A few months after broadcast completion, we had a technical audit, commissioned by the Scottish Government, to verify the field impact of the radio series. As part of preparation, we conducted a recall test with two radio listener groups, the ones the auditors would be meeting and interviewing, to assess message retention, post-broadcast. This was a task I delegated to one of my staffers. Whilst in the field, the staffer called me with some depressing news:

Staffer: Done with the recall test. But one of the groups don’t remember a single episode!

Me: (devastated) How is that possible when we were getting SMS feedback from them?

Staffer: I don’t know. But I suggest we play the episodes again to them so they don’t embarrass us when the auditors interview them. What do you think?

He had me at embarrass.

Before he even ended his sentence, I could feel it tingling up my spine – that unmistakable itch to agree with his idea, that insatiable impulse to move heaven and earth to save face and avoid embarrassment. But instead, I asked: “what about the other group?”

Staffer: They’re perfect! They remembered every single episode – and have even started implementing stuff they learnt from the series.

At that moment, I had an epiphany.

Me: No! Don’t play the episodes to them. Let the auditors see them as they are.

Despite his obvious surprise with my decision, he complied and we later deliberated, trying to understand why there was a stark contrast between the two groups. When the technical auditors finally arrived the following week, each with a sleuth-like air, I suggested a small game to them:

“Where you are going, you will visit two listener groups. One of them was impacted by the radio series and the other wasn’t. I want you to observe which one is which and suggest why they had different outcomes.”
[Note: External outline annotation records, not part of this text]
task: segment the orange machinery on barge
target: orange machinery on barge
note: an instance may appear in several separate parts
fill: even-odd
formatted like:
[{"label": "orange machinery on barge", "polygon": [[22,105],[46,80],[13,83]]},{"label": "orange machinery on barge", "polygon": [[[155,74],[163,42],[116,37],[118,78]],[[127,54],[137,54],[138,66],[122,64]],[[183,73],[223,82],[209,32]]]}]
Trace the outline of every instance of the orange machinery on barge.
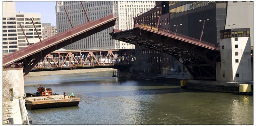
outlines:
[{"label": "orange machinery on barge", "polygon": [[27,97],[25,99],[26,107],[29,109],[36,109],[78,106],[80,98],[76,97],[64,98],[63,95],[53,95],[52,89],[46,88],[40,85],[36,93],[40,96]]}]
Following the visit, we had an engaging discussion with the technical auditors on message design and retention, the link to behavioral change and how other independent variables, such as leadership buy-in and a person’s age, play a contributing role to sustaining change of the social sort. The discussions, the insights and the exchanges were deep and meaningful, further enriching their understanding of what it takes to change behaviors in rural Malawi.

None of this would have happened, had I chosen to cosmeticize by covering up a failure that had hidden within it a nugget of insight, learning and, dare I say, wisdom. Of course, I am no saint, by any stretch of the imagination. We’ve all found ourselves rationalizing, justifying and defending Cosmetic Charity, particularly when our own necks are on the line. That urge is always there, always lingering, waiting for its time to emerge into the light. It is a daily struggle not to give in and give up. But when we lose that struggle, when we give into the urge, the itch, and cover up what we know to be the truth, we are not only lying to social investors; we are denying them the opportunity to understand how bloody hard it is to effect social change, particularly in low resource environments. Inadvertently, the opportunity cost of trying to save face with false stats in narrative reports and staged photos is we could have potentially transcended the two-dimensional relationship of donor-beneficiary and established a true partnership built on a foundation of transparency, understanding and collaboration.

Rather than coaching communities what to say – let them speak from their minds! Instead of taking funders to rock star villages, balance it out with a trip to a non-performing villages! Rather than getting the community to look their best for a funder, tell them to be themselves!

But if we chose to continue falsifying numbers to meet donor targets or choreographing photo-shoots of smiling children who haven’t had a meal that day, we must always remember that Cosmetic Charity is just smoke and mirrors – it’s just theatre. And like all theatre, the show will eventually come to an end.